De deskundige dient op grond van opleiding en ervaring gekwalificeerd te zijn de (incompany) opleiding, training, seminar of cursus te verzorgen.

Voor de beoordeling kan worden gekeken naar de ondernemingsactiviteiten van de onderneming die wordt ingehuurd en/of de aantoonbare kennis en ervaring van de persoon die de (incompany) opleiding, training, seminar of cursus verzorgt.

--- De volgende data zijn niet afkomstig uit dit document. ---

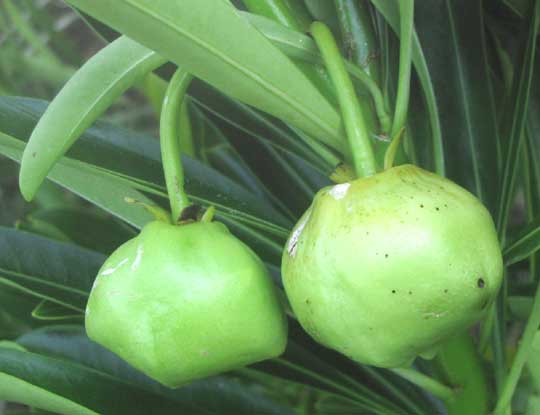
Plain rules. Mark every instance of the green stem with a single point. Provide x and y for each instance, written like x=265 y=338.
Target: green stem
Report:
x=170 y=137
x=459 y=365
x=357 y=134
x=291 y=15
x=376 y=95
x=521 y=356
x=406 y=14
x=427 y=383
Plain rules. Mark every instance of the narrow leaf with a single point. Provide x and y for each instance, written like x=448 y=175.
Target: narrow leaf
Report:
x=211 y=40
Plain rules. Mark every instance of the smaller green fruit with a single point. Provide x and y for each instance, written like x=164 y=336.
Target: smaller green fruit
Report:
x=388 y=267
x=185 y=302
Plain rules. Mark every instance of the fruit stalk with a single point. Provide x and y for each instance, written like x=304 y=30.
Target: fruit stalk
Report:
x=170 y=136
x=357 y=134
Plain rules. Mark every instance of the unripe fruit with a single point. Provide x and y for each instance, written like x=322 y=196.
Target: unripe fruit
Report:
x=385 y=268
x=185 y=302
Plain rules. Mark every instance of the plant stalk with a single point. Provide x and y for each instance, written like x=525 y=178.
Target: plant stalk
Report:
x=171 y=133
x=357 y=134
x=406 y=14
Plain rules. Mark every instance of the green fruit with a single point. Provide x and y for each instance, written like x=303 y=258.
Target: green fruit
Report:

De deskundige die ingehuurd wordt moet ingeschreven zijn bij het Handelsregister van de Kamer van Koophandel, of vergelijkbare handelsregisters in andere staten. Particulieren kunnen daarmee niet optreden als deskundige. Een kennisinstelling kan wel optreden als deskundige. Een deskundige dient tevens onafhankelijk te zijn. Dit houdt in dat de deskundige onafhankelijk de (in-company) opleiding, training, seminar of cursus kan geven, waarbij er geen sprake is van enige vorm van belangenverstrengeling.

Artikel 1 onder k

Het is toegestaan om in één aanvraag subsidie aan te vragen voor (de kosten van) deelname aan één scholingsactiviteit door verschillende eigenaren, werknemers en/of medewerkers.

Artikel 6, onder a

Indien de aanvrager voor een specifieke scholingsactiviteit reeds eerder een subsidie verstrekt heeft gekregen op grond van de regeling, wordt een tweede aanvraag voor dezelfde scholingsactiviteit voor dezelfde persoon/personen geweigerd.

Artikel 8, onder a

Onder het aangaan van een verplichting wordt bijvoorbeeld verstaan het voor akkoord ondertekenen van een offerte van een deskundige of het inschrijven voor een cursus of training (ongeacht of dit schriftelijk, online of mondeling plaatsvindt).

Artikel 9, onder a

Indien er geen offerte wordt ondertekend is een inschrijvingsbewijs ook toegestaan, mits hieruit de kosten van de scholingsactiviteit duidelijk blijken.

Artikel 11

In het geval subsidie is aangevraagd voor een scholingsactiviteit waarbij meerdere personen gezamenlijk deelnemen aan een scholingsactiviteit, dan komen de deelnamekosten van al deze deelnemers voor subsidie in aanmerking, met dien verstande dat het maximaal te verstrekken subsidiebedrag voor de deelnemers gezamenlijk nooit meer dan € 4.000,- bedraagt per aanvraag.